According to the large transport ship of this third aspect, when the draft is comparatively shallow when the ship is in an unloaded state, by lowering the propulsion mechanism, it is possible to fully submerge the propulsion mechanism, and thereby avoid the problem of propeller racing with greater certainty. Conversely, when the draft is comparatively deep when the ship is fully loaded, by raising the propulsion mechanism, the propulsion mechanism can be moved away from the sea floor sufficiently to allow navigation in shallow water. Furthermore, an added benefit of moving the propeller away from the hull by lowering the propulsion mechanism is that the effects of vibration on the hull caused by the propeller can be reduced.
In the first or second aspect, the stern may comprise a propulsion mechanism and an elevator which raises and lowers the propulsion mechanism in a vertical direction.
In this case, in the same manner as the third aspect, when the draft is comparatively shallow when the ship is in an unloaded state, by lowering the propulsion mechanism, it is possible to fully submerge the propulsion mechanism, and thereby avoid the problem of propeller racing with greater certainty. Conversely, when the draft is comparatively deep when the ship is fully loaded, by raising the propulsion mechanism, the propulsion mechanism can be moved away from the sea floor sufficiently to allow navigation in shallow water. Furthermore, an added benefit of moving the propeller away from the hull by lowering the propulsion mechanism is that the effects of vibration on the hull caused by the propeller can be reduced.
A large transport ship according to a fourth aspect of the present invention, either one of a ship bottom, and a ship bottom together with lower side sections of the ship, comprises a buoyancy generator which can be filled with gas.
According to the large transport ship of the fourth aspect, when the ship is in a fully loaded state, it is possible to ensure sufficient buoyancy by filling the buoyancy generator with gas, and furthermore, when the ship is in an unloaded state, by employing a construction in which sea water can flow freely through the buoyancy generator without stagnating, the buoyancy can be decreased and the draft further deepened, and furthermore, marine species are not transported to other sea areas. Consequently, it is possible to control the draft with a greater degree of flexibility according to the state of the load, for example whether the ship is fully loaded or empty, while also preventing the transportation of marine species.
In the large transport ship according to the first, second, or third aspect, either one of the ship bottom, and the ship bottom together with lower side sections of the ship, comprise a buoyancy generator which can be filled with gas.
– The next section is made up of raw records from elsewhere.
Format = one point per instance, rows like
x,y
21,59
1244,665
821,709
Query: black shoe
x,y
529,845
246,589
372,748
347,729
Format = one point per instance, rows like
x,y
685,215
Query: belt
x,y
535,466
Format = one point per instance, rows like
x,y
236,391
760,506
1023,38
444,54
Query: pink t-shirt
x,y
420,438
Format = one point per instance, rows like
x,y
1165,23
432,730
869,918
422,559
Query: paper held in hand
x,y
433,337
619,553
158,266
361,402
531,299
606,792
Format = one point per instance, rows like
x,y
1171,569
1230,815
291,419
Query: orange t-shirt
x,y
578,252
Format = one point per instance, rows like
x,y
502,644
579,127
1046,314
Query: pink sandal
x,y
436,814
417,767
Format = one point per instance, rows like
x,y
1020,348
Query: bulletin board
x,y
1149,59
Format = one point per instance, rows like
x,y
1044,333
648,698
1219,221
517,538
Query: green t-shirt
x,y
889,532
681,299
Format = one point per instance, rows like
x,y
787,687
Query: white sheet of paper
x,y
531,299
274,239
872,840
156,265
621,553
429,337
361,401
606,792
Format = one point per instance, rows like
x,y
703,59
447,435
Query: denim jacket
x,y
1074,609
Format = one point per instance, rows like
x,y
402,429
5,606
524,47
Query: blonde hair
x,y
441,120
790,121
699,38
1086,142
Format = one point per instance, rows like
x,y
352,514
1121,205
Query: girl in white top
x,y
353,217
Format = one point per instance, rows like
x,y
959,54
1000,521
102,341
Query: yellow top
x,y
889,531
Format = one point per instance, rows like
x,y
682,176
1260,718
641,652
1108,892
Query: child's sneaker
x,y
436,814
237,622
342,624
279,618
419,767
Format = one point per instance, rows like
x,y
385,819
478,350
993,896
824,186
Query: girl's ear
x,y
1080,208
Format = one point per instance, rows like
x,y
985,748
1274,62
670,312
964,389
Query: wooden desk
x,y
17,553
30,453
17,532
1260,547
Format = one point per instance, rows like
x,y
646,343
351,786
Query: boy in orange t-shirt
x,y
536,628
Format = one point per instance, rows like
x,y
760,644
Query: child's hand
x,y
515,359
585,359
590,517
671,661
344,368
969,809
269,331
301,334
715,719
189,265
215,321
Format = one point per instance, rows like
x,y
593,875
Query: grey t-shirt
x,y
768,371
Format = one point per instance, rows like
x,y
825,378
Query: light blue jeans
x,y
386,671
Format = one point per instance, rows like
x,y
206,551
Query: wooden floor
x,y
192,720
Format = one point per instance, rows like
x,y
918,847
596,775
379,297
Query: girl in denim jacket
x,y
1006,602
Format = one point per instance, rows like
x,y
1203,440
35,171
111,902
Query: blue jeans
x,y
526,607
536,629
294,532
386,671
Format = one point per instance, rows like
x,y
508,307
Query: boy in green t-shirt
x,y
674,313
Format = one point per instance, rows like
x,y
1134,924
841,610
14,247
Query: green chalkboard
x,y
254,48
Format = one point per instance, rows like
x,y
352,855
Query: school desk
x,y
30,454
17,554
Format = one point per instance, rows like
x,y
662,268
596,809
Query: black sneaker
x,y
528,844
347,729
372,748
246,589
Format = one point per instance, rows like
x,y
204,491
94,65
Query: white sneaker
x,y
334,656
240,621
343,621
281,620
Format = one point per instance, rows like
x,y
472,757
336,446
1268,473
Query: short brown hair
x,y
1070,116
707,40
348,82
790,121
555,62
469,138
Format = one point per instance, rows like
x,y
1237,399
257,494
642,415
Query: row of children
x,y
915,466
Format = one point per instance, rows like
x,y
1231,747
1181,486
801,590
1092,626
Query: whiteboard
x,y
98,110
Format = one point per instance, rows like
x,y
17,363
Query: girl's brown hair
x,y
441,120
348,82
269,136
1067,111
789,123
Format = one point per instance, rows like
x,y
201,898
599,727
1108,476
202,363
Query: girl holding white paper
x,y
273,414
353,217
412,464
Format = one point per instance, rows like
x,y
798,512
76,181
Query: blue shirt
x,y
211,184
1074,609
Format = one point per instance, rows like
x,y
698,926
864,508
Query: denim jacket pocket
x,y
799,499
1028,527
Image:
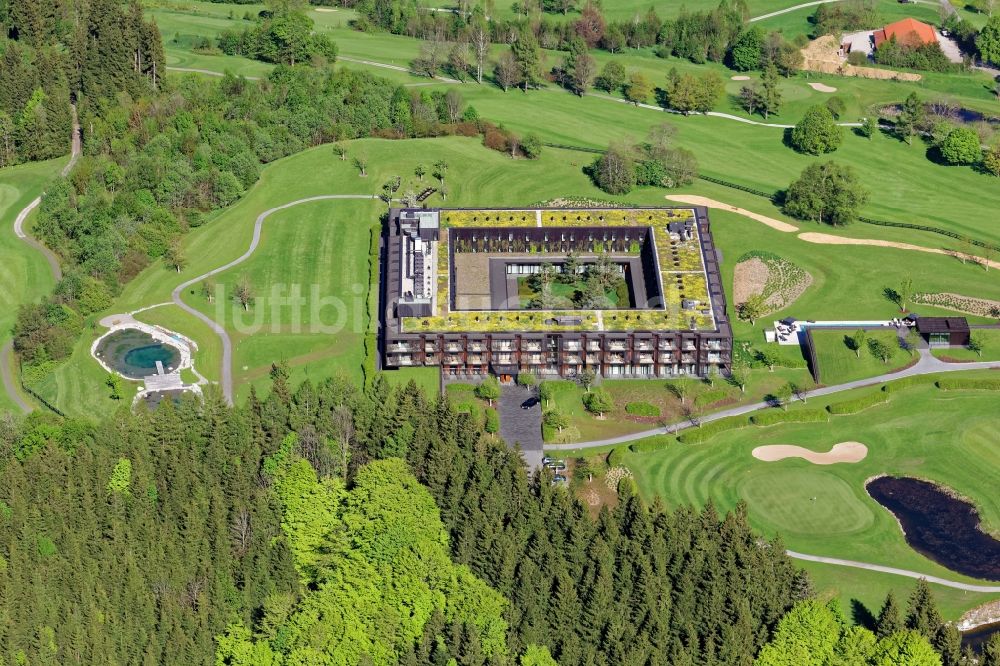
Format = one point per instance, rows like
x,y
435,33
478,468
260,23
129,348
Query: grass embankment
x,y
839,364
825,510
24,272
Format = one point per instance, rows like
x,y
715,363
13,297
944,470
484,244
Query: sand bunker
x,y
822,87
842,452
712,203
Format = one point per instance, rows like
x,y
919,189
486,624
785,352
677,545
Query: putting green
x,y
795,499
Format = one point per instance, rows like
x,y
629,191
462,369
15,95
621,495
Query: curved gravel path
x,y
226,374
76,147
927,365
969,587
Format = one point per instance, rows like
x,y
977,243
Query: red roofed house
x,y
908,32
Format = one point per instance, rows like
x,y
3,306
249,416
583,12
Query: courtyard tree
x,y
489,390
752,309
817,132
976,344
769,357
598,402
880,350
910,117
869,127
857,341
361,164
827,192
114,382
680,389
739,375
614,171
961,146
612,77
905,292
638,89
991,160
244,291
554,418
783,395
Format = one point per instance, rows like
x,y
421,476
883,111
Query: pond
x,y
134,353
939,526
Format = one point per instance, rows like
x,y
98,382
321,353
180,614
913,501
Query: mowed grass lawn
x,y
824,510
838,363
25,276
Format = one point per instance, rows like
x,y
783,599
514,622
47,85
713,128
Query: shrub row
x,y
775,416
858,404
651,444
709,430
959,384
642,409
907,382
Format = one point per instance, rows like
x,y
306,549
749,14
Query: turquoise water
x,y
134,353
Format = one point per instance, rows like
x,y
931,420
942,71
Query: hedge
x,y
775,416
960,384
711,429
858,404
642,409
650,444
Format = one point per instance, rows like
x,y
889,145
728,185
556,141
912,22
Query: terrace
x,y
683,281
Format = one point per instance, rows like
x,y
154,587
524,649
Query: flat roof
x,y
942,325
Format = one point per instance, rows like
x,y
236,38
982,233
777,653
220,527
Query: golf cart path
x,y
968,587
226,374
76,147
927,365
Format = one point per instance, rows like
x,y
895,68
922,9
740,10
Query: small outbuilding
x,y
944,331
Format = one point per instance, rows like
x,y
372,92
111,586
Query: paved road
x,y
521,426
893,570
50,257
206,72
8,378
927,364
227,345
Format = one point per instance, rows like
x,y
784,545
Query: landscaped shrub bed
x,y
642,409
711,397
775,416
709,430
963,384
858,404
652,444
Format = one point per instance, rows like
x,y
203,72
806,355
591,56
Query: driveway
x,y
521,426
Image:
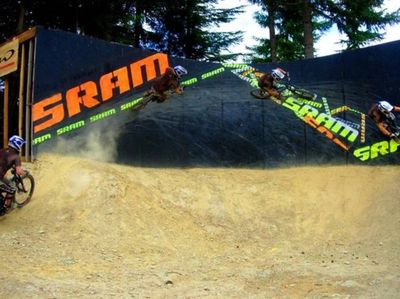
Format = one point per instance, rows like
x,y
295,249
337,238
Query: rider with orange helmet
x,y
382,114
267,81
169,80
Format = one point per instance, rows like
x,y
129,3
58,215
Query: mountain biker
x,y
382,114
9,157
168,81
267,81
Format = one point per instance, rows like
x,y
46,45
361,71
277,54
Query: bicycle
x,y
150,96
22,188
287,90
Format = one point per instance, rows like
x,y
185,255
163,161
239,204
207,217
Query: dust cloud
x,y
100,230
97,142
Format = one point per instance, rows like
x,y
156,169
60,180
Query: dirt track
x,y
97,230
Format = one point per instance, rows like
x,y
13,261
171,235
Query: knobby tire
x,y
25,186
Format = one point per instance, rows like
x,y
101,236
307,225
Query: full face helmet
x,y
16,142
180,71
279,74
386,108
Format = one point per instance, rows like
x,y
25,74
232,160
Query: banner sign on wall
x,y
9,57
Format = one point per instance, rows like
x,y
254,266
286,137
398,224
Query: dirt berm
x,y
102,230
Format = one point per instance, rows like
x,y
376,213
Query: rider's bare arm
x,y
381,127
19,170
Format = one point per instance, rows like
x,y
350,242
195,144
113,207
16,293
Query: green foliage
x,y
362,21
180,27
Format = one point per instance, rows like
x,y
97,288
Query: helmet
x,y
384,107
180,70
279,73
16,142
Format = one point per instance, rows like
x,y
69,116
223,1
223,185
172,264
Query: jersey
x,y
8,159
167,81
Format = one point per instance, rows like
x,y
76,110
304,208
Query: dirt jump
x,y
101,230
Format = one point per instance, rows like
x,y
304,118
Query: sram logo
x,y
322,122
60,106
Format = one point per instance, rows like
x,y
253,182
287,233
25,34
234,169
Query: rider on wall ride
x,y
382,114
168,81
9,157
267,82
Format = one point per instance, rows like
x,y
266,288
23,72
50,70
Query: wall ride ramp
x,y
85,86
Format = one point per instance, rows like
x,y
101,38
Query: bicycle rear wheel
x,y
259,94
24,186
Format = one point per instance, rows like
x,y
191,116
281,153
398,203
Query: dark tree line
x,y
296,25
183,28
176,27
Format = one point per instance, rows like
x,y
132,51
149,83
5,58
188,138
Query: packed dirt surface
x,y
102,230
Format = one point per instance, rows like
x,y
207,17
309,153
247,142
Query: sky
x,y
326,45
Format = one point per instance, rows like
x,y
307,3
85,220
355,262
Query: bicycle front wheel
x,y
24,189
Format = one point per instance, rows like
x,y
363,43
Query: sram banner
x,y
63,105
9,57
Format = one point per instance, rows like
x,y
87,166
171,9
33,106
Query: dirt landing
x,y
97,230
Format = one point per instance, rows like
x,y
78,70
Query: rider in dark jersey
x,y
169,80
382,114
267,81
9,157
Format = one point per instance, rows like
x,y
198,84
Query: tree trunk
x,y
308,30
138,27
21,18
271,27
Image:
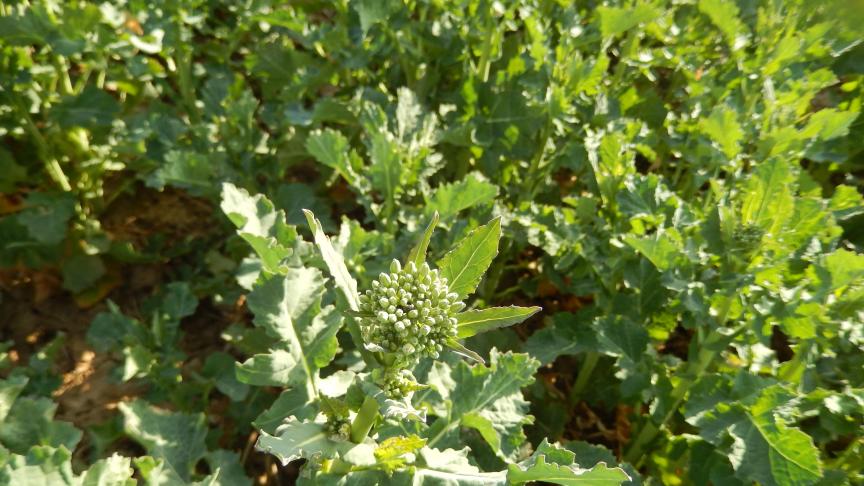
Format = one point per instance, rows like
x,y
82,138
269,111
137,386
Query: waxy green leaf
x,y
476,321
467,262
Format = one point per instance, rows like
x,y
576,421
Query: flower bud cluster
x,y
397,384
338,428
408,312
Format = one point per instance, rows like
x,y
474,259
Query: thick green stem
x,y
534,177
585,372
652,427
184,74
709,349
52,166
486,52
364,420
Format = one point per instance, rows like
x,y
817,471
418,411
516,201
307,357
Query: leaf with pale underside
x,y
465,265
476,321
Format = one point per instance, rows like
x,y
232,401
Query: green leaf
x,y
46,216
80,272
48,466
30,421
614,20
659,248
568,334
177,438
372,12
260,224
289,308
476,321
450,199
294,402
722,127
9,390
93,108
846,202
466,263
621,335
331,148
461,350
394,447
386,169
828,124
768,200
540,470
295,440
418,253
335,262
492,399
844,267
725,15
276,368
769,452
227,469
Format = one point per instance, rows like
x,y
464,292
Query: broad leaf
x,y
467,262
260,224
289,308
177,438
476,321
492,398
418,253
450,199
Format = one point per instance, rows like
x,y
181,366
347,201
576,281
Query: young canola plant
x,y
397,412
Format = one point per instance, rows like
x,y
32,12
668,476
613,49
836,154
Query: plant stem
x,y
585,372
708,351
184,74
52,166
534,176
486,52
364,420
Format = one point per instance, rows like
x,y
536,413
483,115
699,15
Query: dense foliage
x,y
594,242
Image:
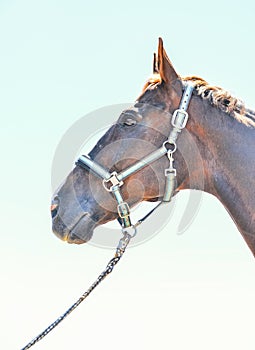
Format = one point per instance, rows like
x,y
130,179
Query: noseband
x,y
112,182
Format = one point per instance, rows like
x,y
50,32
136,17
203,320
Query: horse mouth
x,y
81,231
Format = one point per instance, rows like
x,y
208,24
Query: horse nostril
x,y
54,208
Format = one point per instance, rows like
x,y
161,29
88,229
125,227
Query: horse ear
x,y
165,67
155,64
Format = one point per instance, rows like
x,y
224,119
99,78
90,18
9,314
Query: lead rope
x,y
123,243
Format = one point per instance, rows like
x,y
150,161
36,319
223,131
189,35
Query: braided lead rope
x,y
110,266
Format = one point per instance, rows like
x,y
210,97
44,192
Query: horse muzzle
x,y
76,230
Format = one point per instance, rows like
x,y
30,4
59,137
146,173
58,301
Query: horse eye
x,y
129,122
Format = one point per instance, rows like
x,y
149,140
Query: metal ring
x,y
172,144
128,229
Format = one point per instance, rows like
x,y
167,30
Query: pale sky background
x,y
59,61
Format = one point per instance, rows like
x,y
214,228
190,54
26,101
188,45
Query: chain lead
x,y
120,250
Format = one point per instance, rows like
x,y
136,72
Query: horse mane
x,y
217,97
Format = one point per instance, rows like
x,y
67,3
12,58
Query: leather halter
x,y
112,182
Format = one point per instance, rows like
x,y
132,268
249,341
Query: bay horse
x,y
220,128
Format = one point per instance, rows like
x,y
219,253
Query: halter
x,y
112,182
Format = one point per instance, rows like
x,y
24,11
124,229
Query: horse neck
x,y
227,148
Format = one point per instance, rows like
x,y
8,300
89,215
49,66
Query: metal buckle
x,y
123,210
179,119
170,171
114,180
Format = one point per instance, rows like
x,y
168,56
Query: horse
x,y
215,154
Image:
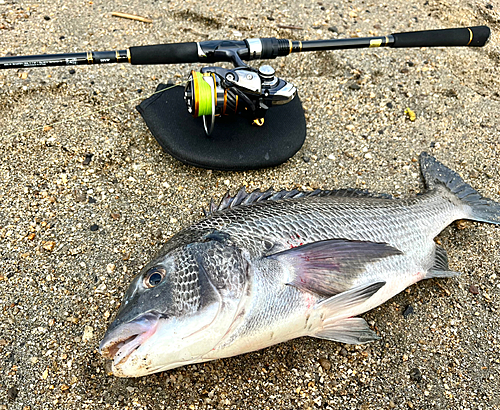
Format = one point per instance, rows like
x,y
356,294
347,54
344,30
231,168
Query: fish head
x,y
171,315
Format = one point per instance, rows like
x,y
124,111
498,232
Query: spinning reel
x,y
237,93
216,91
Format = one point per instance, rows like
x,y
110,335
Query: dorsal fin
x,y
243,198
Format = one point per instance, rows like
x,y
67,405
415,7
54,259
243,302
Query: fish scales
x,y
266,267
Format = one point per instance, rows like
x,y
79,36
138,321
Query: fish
x,y
265,267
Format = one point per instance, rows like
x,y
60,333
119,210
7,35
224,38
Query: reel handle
x,y
452,37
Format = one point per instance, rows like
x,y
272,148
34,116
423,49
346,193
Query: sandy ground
x,y
73,234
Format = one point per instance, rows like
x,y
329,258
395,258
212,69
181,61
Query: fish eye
x,y
154,277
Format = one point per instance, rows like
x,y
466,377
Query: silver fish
x,y
267,267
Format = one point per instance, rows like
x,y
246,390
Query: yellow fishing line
x,y
80,117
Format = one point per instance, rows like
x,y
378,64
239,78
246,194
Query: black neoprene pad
x,y
234,144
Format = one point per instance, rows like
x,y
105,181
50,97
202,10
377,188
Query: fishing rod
x,y
215,91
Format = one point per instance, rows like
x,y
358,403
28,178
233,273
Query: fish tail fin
x,y
478,208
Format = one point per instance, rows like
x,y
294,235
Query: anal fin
x,y
352,330
440,267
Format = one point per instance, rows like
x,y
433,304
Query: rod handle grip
x,y
173,53
467,36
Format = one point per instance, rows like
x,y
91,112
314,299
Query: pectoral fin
x,y
329,267
353,330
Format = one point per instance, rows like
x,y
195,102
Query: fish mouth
x,y
119,343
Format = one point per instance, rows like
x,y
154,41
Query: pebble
x,y
88,158
416,375
12,393
325,363
408,311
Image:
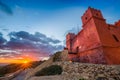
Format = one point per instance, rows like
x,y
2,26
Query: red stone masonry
x,y
98,42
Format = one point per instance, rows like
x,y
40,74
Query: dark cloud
x,y
2,40
5,8
36,43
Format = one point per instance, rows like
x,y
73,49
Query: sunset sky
x,y
37,28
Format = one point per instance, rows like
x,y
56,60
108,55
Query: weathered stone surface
x,y
97,42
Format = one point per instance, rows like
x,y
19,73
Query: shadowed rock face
x,y
98,42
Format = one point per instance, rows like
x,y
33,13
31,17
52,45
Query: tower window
x,y
96,14
115,38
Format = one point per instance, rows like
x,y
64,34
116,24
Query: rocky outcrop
x,y
76,71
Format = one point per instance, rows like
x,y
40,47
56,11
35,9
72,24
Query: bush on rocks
x,y
51,70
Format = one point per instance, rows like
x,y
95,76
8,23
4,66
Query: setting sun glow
x,y
23,60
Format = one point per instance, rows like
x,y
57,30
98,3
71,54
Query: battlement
x,y
90,13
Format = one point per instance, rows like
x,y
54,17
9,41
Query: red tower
x,y
97,42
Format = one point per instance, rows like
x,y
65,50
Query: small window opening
x,y
115,38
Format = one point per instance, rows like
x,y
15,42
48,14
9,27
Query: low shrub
x,y
51,70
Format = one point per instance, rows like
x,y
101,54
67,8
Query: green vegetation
x,y
51,70
57,56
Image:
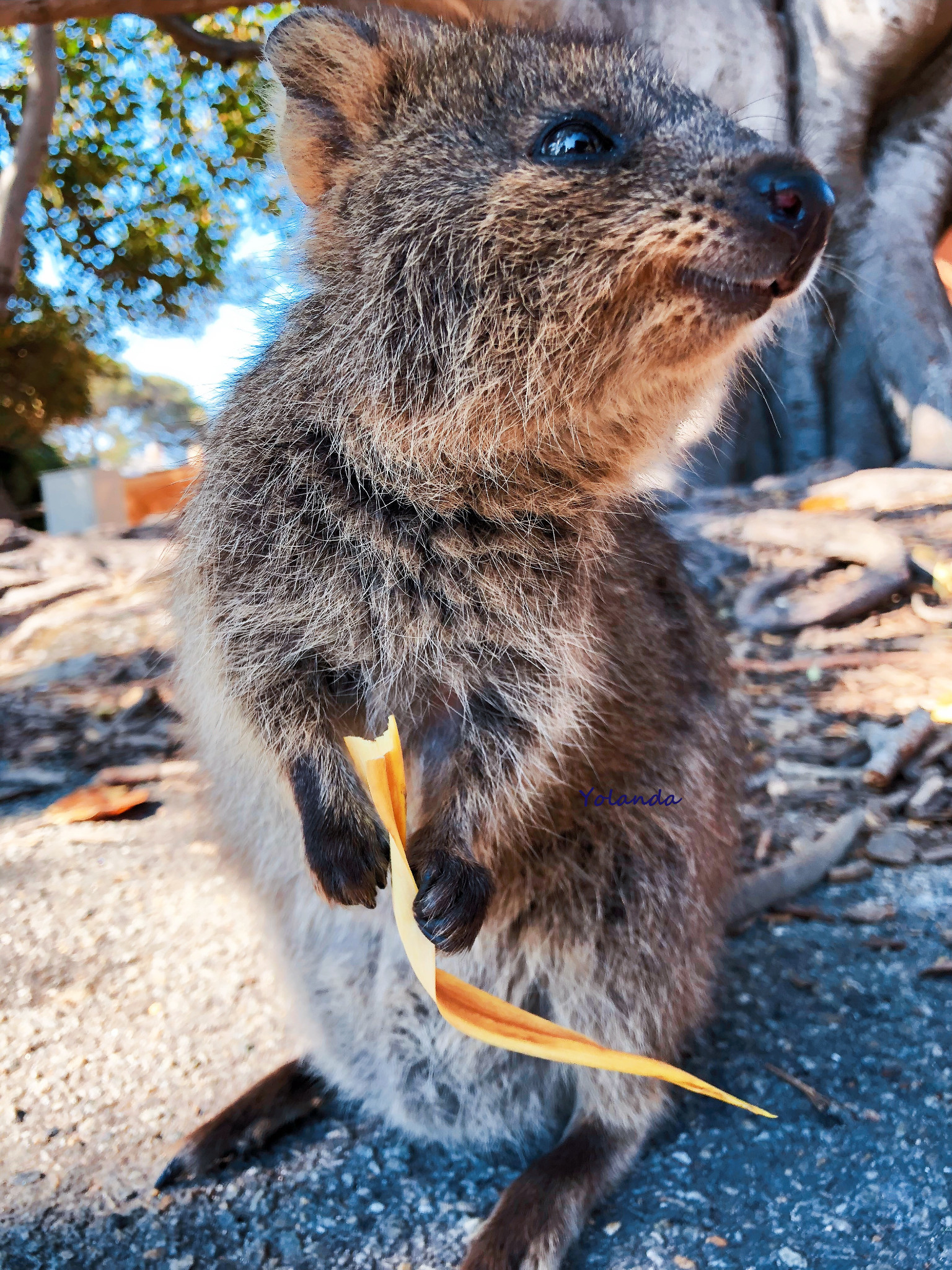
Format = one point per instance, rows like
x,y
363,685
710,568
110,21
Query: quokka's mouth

In this case, in the same manner as the fourth aspect, when the ship is in a fully loaded state, it is possible to ensure sufficient buoyancy by filling the buoyancy generator with gas, and furthermore, when the ship is in an unloaded state, by employing a construction in which sea water can flow freely through the buoyancy generator without stagnating, the buoyancy can be decreased and the draft further deepened, and moreover, marine species are not transported to other sea areas. Consequently, it is possible to control the water level with a greater degree of flexibility according to the state of the load, for example whether the ship is fully loaded or empty, while also preventing the transportation of marine species.